Joins
- Two Tables
Retail_invoice = LOAD '/Retail_invoice_hdfs' USING PigStorage('\t') as (uniq_idi:chararray, InvoiceNo:chararray, StockCode:chararray, Description:chararray,Quantity:INT);
DESCRIBE Retail_invoice;
Retail_Customer = LOAD '/Retail_Customer_hdfs' USING PigStorage('\t') as (uniq_idc:chararray, InvoiceDate:chararray, UnitPrice:INT, CustomerID:chararray,Country:chararray);
DESCRIBE Retail_Customer;
Left Outer Join
Left_join = JOIN Retail_invoice BY uniq_idi LEFT OUTER, Retail_Customer BY uniq_idc;
DESCRIBE Left_join;
DUMP Left_join;
Right Outer Join
Right_join = JOIN Retail_invoice BY uniq_idi RIGHT OUTER, Retail_Customer BY uniq_idc;
DESCRIBE Right_join;
DUMP Right_join;
Full Outer Join
Full_join = JOIN Retail_invoice BY uniq_idi FULL, Retail_Customer BY uniq_idc;
DESCRIBE Full_join;
DUMP Full_join;
Inner Join
Inner_join = JOIN Retail_invoice BY uniq_idi , Retail_Customer BY uniq_idc;
DESCRIBE Inner_join;
DUMP Inner_join;
Storing the Results on Pig
- Similar to exporting the analysis resultant table out of Pig
- After the final analysis in pig we may have the final Relation in pig.

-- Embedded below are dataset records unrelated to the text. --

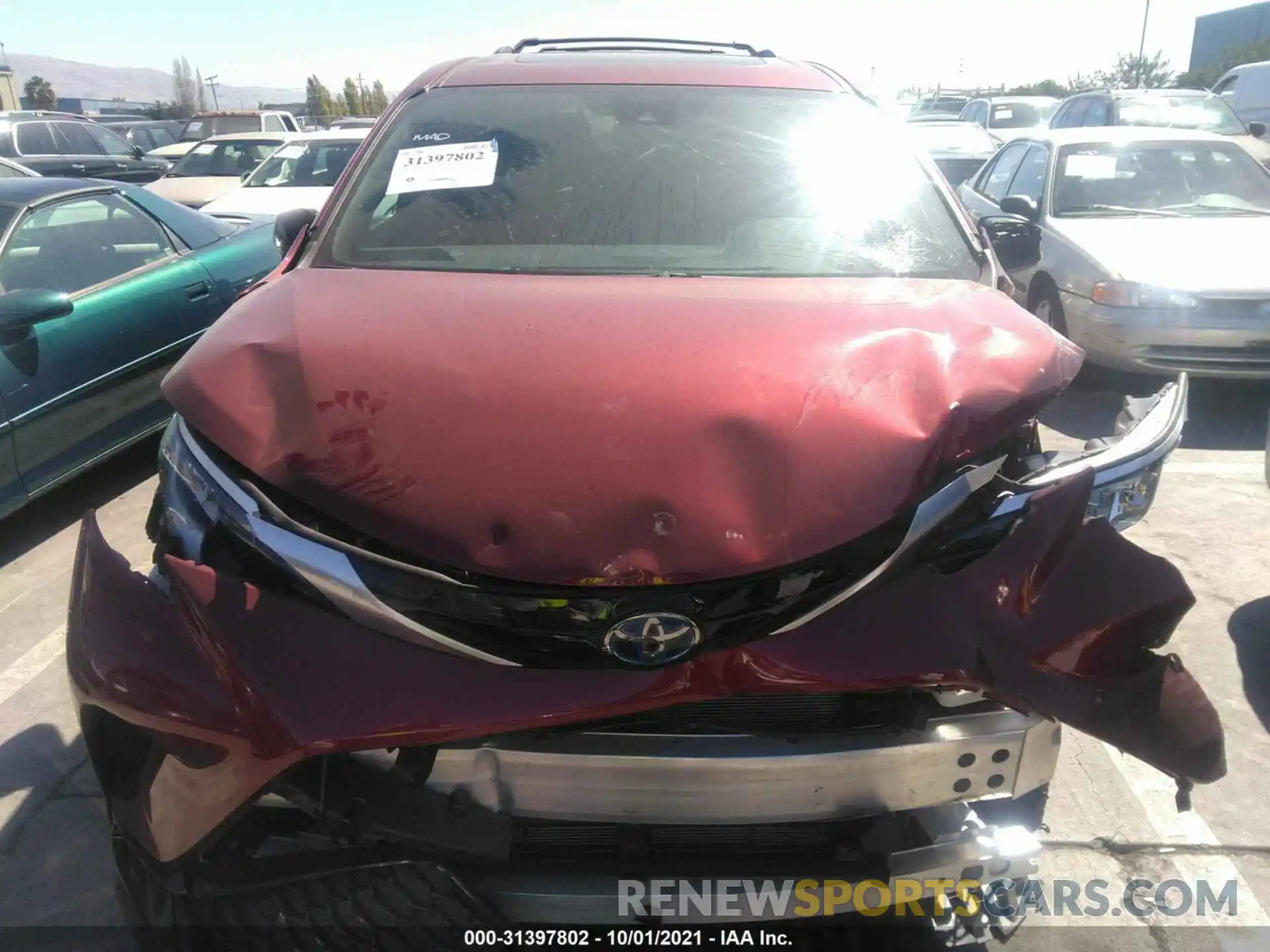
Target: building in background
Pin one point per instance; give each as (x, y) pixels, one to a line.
(9, 97)
(1218, 33)
(97, 107)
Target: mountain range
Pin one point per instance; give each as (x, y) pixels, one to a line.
(143, 85)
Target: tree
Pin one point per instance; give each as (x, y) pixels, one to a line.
(185, 92)
(352, 98)
(1046, 88)
(318, 98)
(1208, 77)
(379, 99)
(1133, 71)
(41, 93)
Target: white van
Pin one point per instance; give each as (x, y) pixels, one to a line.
(1248, 91)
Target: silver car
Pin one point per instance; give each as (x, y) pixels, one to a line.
(1152, 244)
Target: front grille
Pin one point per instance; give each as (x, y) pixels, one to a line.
(578, 844)
(563, 626)
(786, 715)
(1203, 358)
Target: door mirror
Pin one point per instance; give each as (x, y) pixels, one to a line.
(1023, 206)
(27, 306)
(1015, 240)
(291, 225)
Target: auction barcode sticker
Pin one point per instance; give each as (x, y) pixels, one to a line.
(459, 165)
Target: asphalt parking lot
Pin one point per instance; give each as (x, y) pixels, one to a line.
(1111, 818)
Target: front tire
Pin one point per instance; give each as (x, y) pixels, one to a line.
(1049, 309)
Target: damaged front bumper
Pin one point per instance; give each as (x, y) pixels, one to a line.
(226, 714)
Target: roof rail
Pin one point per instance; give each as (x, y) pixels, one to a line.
(833, 74)
(586, 45)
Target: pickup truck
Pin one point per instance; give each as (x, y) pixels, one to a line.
(222, 122)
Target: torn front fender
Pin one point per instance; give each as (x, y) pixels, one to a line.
(226, 686)
(553, 429)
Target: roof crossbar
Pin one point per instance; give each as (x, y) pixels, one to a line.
(657, 44)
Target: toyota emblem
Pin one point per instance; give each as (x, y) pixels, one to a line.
(651, 640)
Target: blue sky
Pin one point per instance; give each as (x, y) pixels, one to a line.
(897, 42)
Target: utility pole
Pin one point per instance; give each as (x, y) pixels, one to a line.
(1142, 46)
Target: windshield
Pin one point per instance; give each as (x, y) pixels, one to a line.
(647, 180)
(962, 138)
(1159, 179)
(232, 158)
(1208, 113)
(305, 165)
(200, 128)
(943, 107)
(1021, 116)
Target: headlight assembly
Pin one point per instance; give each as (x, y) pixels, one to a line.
(1127, 471)
(1126, 502)
(190, 500)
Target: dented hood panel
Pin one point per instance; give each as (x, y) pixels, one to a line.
(560, 428)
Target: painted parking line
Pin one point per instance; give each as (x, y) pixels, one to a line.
(1213, 467)
(1156, 793)
(27, 668)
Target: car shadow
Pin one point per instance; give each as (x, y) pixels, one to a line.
(1221, 414)
(1249, 629)
(45, 517)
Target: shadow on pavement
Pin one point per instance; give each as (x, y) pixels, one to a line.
(56, 881)
(48, 516)
(1250, 631)
(1221, 414)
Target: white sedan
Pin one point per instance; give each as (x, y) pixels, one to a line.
(299, 175)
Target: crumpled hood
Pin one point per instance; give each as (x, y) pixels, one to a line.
(564, 428)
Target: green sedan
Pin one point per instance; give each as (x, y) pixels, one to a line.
(103, 286)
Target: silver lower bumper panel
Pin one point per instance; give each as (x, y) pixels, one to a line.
(984, 855)
(753, 779)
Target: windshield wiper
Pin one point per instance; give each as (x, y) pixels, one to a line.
(1218, 208)
(1122, 210)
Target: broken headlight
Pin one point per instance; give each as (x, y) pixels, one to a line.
(1126, 502)
(1126, 469)
(190, 502)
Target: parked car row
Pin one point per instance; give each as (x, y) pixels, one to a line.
(59, 143)
(622, 432)
(124, 149)
(1148, 244)
(261, 172)
(103, 286)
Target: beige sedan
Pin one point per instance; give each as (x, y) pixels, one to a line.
(218, 165)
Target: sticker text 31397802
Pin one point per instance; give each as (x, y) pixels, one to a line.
(452, 165)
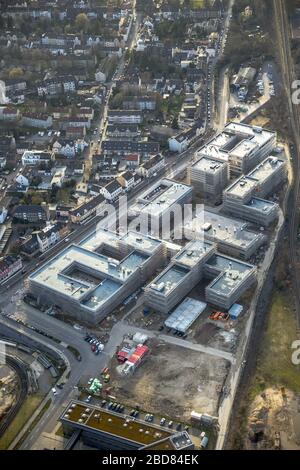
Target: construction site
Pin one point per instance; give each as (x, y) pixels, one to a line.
(165, 383)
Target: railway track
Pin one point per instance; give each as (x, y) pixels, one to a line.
(20, 370)
(288, 72)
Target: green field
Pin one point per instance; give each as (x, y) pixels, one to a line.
(275, 367)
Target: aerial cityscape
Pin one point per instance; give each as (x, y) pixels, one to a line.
(150, 226)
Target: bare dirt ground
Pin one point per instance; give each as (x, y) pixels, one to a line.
(274, 411)
(8, 383)
(172, 382)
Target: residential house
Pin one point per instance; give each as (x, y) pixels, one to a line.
(112, 190)
(126, 147)
(14, 85)
(58, 177)
(65, 148)
(36, 157)
(77, 132)
(38, 120)
(9, 114)
(62, 212)
(132, 160)
(126, 180)
(180, 142)
(125, 116)
(152, 166)
(9, 265)
(31, 213)
(3, 214)
(50, 235)
(122, 131)
(3, 162)
(30, 247)
(68, 122)
(142, 103)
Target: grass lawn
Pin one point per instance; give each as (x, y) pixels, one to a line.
(29, 406)
(198, 3)
(274, 367)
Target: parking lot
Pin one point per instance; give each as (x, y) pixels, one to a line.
(172, 382)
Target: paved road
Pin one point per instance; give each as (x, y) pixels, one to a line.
(287, 64)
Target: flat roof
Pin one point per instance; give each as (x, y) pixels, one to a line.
(262, 205)
(97, 238)
(185, 314)
(162, 196)
(242, 187)
(224, 229)
(232, 273)
(266, 169)
(108, 274)
(88, 416)
(169, 279)
(238, 139)
(141, 241)
(192, 253)
(209, 165)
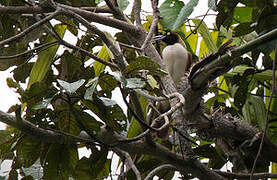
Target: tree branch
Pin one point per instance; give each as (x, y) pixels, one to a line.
(30, 28)
(155, 171)
(129, 161)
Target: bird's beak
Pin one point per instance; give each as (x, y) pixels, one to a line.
(159, 37)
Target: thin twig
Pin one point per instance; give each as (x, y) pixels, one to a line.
(267, 113)
(130, 46)
(155, 171)
(30, 28)
(87, 53)
(130, 162)
(175, 107)
(29, 51)
(154, 98)
(137, 9)
(245, 175)
(192, 32)
(92, 28)
(153, 25)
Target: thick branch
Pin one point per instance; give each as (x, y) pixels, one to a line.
(184, 164)
(229, 59)
(32, 130)
(40, 10)
(29, 29)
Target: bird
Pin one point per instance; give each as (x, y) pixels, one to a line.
(175, 54)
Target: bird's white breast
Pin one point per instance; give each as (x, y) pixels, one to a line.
(175, 57)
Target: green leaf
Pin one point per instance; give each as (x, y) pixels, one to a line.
(170, 10)
(144, 63)
(108, 83)
(184, 14)
(35, 171)
(254, 111)
(134, 128)
(71, 87)
(96, 166)
(43, 104)
(107, 101)
(206, 35)
(28, 151)
(122, 4)
(89, 91)
(45, 58)
(99, 67)
(243, 29)
(60, 161)
(243, 14)
(135, 83)
(212, 4)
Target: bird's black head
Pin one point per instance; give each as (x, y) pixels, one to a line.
(169, 38)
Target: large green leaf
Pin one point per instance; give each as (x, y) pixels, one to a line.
(206, 35)
(60, 161)
(71, 87)
(96, 166)
(103, 54)
(144, 63)
(175, 13)
(254, 111)
(170, 10)
(243, 29)
(243, 14)
(28, 151)
(45, 58)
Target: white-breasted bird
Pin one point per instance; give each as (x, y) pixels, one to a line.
(175, 55)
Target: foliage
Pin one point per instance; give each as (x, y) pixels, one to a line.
(68, 92)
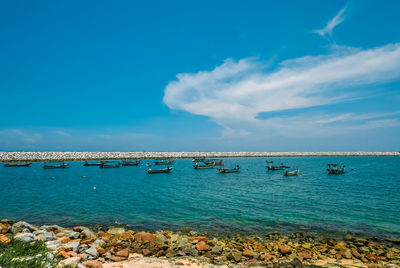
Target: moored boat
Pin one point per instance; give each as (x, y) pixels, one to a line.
(229, 170)
(164, 162)
(105, 165)
(130, 163)
(62, 165)
(335, 169)
(163, 170)
(17, 164)
(89, 164)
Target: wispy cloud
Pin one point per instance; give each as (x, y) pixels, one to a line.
(236, 92)
(327, 30)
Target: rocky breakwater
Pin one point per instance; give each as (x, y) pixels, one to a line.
(84, 247)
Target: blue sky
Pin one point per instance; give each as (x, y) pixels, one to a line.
(200, 76)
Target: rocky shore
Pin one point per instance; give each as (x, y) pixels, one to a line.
(81, 156)
(120, 247)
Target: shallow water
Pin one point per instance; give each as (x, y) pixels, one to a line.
(363, 200)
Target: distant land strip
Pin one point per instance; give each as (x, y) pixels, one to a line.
(81, 156)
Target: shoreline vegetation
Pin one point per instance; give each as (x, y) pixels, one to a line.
(83, 156)
(28, 245)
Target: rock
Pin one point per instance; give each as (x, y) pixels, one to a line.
(73, 246)
(237, 255)
(69, 263)
(216, 249)
(347, 254)
(4, 228)
(92, 264)
(305, 255)
(21, 225)
(100, 243)
(92, 252)
(116, 230)
(44, 235)
(285, 249)
(124, 253)
(25, 237)
(201, 246)
(248, 253)
(53, 245)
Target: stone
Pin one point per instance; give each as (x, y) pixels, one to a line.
(116, 230)
(216, 249)
(237, 255)
(21, 225)
(248, 253)
(92, 252)
(305, 255)
(53, 245)
(285, 249)
(124, 253)
(4, 228)
(25, 237)
(92, 264)
(100, 243)
(69, 263)
(202, 246)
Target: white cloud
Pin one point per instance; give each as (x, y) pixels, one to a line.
(327, 30)
(236, 92)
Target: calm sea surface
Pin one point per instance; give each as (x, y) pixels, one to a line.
(363, 200)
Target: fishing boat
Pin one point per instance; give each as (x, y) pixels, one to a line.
(163, 170)
(270, 166)
(17, 164)
(130, 163)
(335, 169)
(62, 165)
(164, 162)
(229, 170)
(105, 165)
(290, 173)
(197, 166)
(88, 164)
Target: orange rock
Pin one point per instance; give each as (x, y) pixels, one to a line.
(201, 246)
(93, 264)
(248, 253)
(4, 239)
(285, 249)
(305, 255)
(63, 254)
(124, 253)
(64, 239)
(4, 228)
(198, 238)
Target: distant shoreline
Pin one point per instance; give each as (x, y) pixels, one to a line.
(82, 156)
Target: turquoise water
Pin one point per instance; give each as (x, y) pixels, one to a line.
(363, 200)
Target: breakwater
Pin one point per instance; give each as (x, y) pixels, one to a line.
(80, 156)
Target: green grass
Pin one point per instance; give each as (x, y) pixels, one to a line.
(12, 254)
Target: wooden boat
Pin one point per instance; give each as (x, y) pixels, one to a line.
(17, 164)
(155, 171)
(164, 162)
(105, 165)
(62, 165)
(334, 169)
(197, 166)
(229, 170)
(130, 163)
(270, 166)
(291, 173)
(88, 164)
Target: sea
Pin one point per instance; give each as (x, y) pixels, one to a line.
(363, 200)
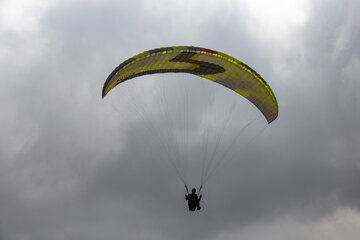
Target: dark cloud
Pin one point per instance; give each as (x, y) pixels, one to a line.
(76, 166)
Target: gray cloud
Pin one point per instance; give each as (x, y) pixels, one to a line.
(76, 166)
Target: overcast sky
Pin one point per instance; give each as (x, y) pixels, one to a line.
(76, 166)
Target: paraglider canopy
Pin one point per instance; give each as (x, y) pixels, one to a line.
(206, 63)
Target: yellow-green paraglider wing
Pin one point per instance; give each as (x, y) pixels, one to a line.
(213, 65)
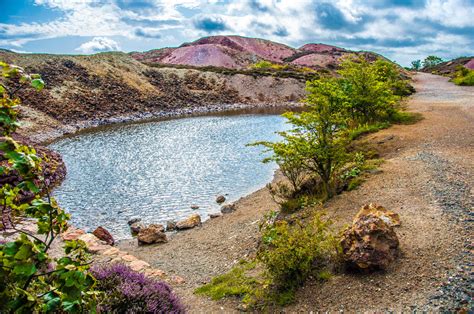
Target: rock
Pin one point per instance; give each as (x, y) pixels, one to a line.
(72, 233)
(102, 234)
(389, 217)
(134, 220)
(228, 208)
(190, 222)
(370, 243)
(139, 265)
(157, 226)
(111, 251)
(170, 225)
(220, 199)
(129, 258)
(151, 234)
(136, 227)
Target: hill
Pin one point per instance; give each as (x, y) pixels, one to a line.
(450, 67)
(237, 52)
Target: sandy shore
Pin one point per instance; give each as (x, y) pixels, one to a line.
(426, 178)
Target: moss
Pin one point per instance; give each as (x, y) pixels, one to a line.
(404, 117)
(355, 183)
(234, 283)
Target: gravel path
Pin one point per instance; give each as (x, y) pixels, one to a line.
(427, 179)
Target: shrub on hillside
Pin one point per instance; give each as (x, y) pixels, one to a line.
(127, 291)
(464, 77)
(291, 253)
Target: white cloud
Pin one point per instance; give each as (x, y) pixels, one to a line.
(98, 44)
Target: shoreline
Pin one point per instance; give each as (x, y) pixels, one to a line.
(56, 133)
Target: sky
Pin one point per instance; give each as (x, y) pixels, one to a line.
(402, 30)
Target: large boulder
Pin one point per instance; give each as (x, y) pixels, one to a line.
(190, 222)
(152, 234)
(136, 227)
(371, 242)
(228, 208)
(220, 199)
(102, 234)
(375, 210)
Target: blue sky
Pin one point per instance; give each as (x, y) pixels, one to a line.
(402, 30)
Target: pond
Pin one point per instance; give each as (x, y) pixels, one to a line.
(156, 170)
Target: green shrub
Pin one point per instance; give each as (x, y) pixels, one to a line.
(291, 253)
(234, 283)
(464, 77)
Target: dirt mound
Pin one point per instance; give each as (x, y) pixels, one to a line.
(450, 67)
(237, 52)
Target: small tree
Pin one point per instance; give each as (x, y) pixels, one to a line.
(369, 93)
(317, 142)
(416, 65)
(31, 280)
(431, 61)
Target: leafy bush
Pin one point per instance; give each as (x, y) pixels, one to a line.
(464, 77)
(290, 253)
(31, 280)
(128, 291)
(368, 88)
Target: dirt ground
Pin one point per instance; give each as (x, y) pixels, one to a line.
(426, 178)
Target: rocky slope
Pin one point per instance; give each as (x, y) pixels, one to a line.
(449, 67)
(109, 87)
(238, 52)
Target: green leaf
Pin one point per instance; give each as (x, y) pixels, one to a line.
(24, 269)
(38, 84)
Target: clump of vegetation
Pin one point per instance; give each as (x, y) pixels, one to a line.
(31, 280)
(431, 61)
(237, 282)
(464, 76)
(131, 292)
(290, 253)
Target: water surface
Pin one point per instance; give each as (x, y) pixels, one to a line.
(157, 170)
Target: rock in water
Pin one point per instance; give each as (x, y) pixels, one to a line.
(190, 222)
(170, 225)
(389, 217)
(228, 208)
(151, 234)
(136, 227)
(220, 199)
(133, 220)
(370, 243)
(102, 234)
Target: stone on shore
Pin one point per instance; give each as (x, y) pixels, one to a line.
(190, 222)
(152, 234)
(136, 227)
(102, 234)
(228, 208)
(389, 217)
(220, 199)
(170, 225)
(370, 243)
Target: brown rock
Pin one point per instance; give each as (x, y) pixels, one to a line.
(170, 225)
(228, 208)
(136, 227)
(72, 233)
(389, 217)
(190, 222)
(151, 234)
(220, 199)
(370, 243)
(102, 234)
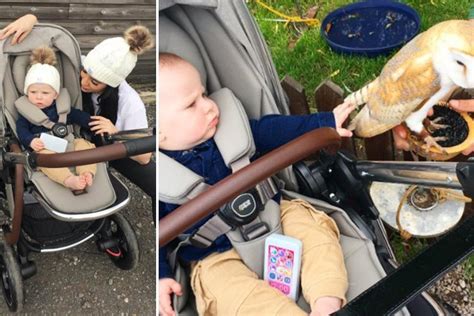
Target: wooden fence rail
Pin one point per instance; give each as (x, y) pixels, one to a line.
(92, 21)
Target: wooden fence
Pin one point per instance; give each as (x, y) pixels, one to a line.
(327, 96)
(92, 21)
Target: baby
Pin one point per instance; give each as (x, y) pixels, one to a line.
(42, 86)
(221, 282)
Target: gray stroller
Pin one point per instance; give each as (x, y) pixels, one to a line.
(221, 39)
(42, 216)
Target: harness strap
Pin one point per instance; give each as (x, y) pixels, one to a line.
(36, 116)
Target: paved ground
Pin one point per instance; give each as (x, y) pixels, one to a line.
(82, 281)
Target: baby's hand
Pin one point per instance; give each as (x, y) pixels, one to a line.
(37, 144)
(325, 305)
(341, 112)
(167, 287)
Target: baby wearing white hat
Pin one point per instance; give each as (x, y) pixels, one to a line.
(42, 87)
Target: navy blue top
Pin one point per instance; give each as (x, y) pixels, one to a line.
(27, 131)
(269, 132)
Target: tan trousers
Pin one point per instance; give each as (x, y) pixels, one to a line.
(223, 285)
(60, 174)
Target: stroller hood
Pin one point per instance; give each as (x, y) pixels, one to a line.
(253, 60)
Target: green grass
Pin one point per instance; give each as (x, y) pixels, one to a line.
(306, 57)
(311, 60)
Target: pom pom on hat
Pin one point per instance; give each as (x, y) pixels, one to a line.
(42, 69)
(112, 60)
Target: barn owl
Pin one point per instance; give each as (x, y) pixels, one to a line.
(425, 71)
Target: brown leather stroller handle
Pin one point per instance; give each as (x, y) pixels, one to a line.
(225, 190)
(99, 154)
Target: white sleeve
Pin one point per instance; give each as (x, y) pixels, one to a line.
(131, 113)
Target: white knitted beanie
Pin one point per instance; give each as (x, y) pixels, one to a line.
(112, 60)
(42, 71)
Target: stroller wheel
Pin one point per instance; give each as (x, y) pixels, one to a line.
(125, 254)
(12, 282)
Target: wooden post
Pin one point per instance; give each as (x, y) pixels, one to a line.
(297, 96)
(327, 96)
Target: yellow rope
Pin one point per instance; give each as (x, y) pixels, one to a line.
(289, 19)
(443, 195)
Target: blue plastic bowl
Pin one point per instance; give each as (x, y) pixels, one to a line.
(370, 28)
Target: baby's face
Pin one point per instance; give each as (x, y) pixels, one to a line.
(187, 116)
(42, 95)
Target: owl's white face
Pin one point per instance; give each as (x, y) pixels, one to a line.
(459, 67)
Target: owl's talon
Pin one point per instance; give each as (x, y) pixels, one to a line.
(434, 125)
(431, 141)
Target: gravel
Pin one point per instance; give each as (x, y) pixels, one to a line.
(456, 290)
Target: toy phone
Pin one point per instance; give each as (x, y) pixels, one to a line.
(54, 143)
(283, 263)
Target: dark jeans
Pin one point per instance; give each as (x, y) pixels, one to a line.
(144, 176)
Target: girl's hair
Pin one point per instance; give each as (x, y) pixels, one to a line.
(108, 103)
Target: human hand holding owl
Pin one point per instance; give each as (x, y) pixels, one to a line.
(400, 133)
(424, 72)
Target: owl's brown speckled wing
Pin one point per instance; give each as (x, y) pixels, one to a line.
(404, 83)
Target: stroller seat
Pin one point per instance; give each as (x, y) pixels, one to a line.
(100, 199)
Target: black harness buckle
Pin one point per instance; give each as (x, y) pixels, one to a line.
(243, 209)
(60, 130)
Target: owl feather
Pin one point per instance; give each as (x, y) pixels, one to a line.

- Store helps us to export the relation(resultant data) out of pig
- STORE is the opposite of LOAD. We used LOAD for loading data from HDFS to a Relation
- STORE is used for loading data from Relation to HDFS.
hadoop fs -ls /
STORE Inner_join INTO '/pig_Inner_join/' USING PigStorage (',');
hadoop fs -ls /
hadoop fs -rmr /pig_datsets
Check on http://localhost:50070/explorer.html#/
History
- History helps us to see all the command we ran in order
history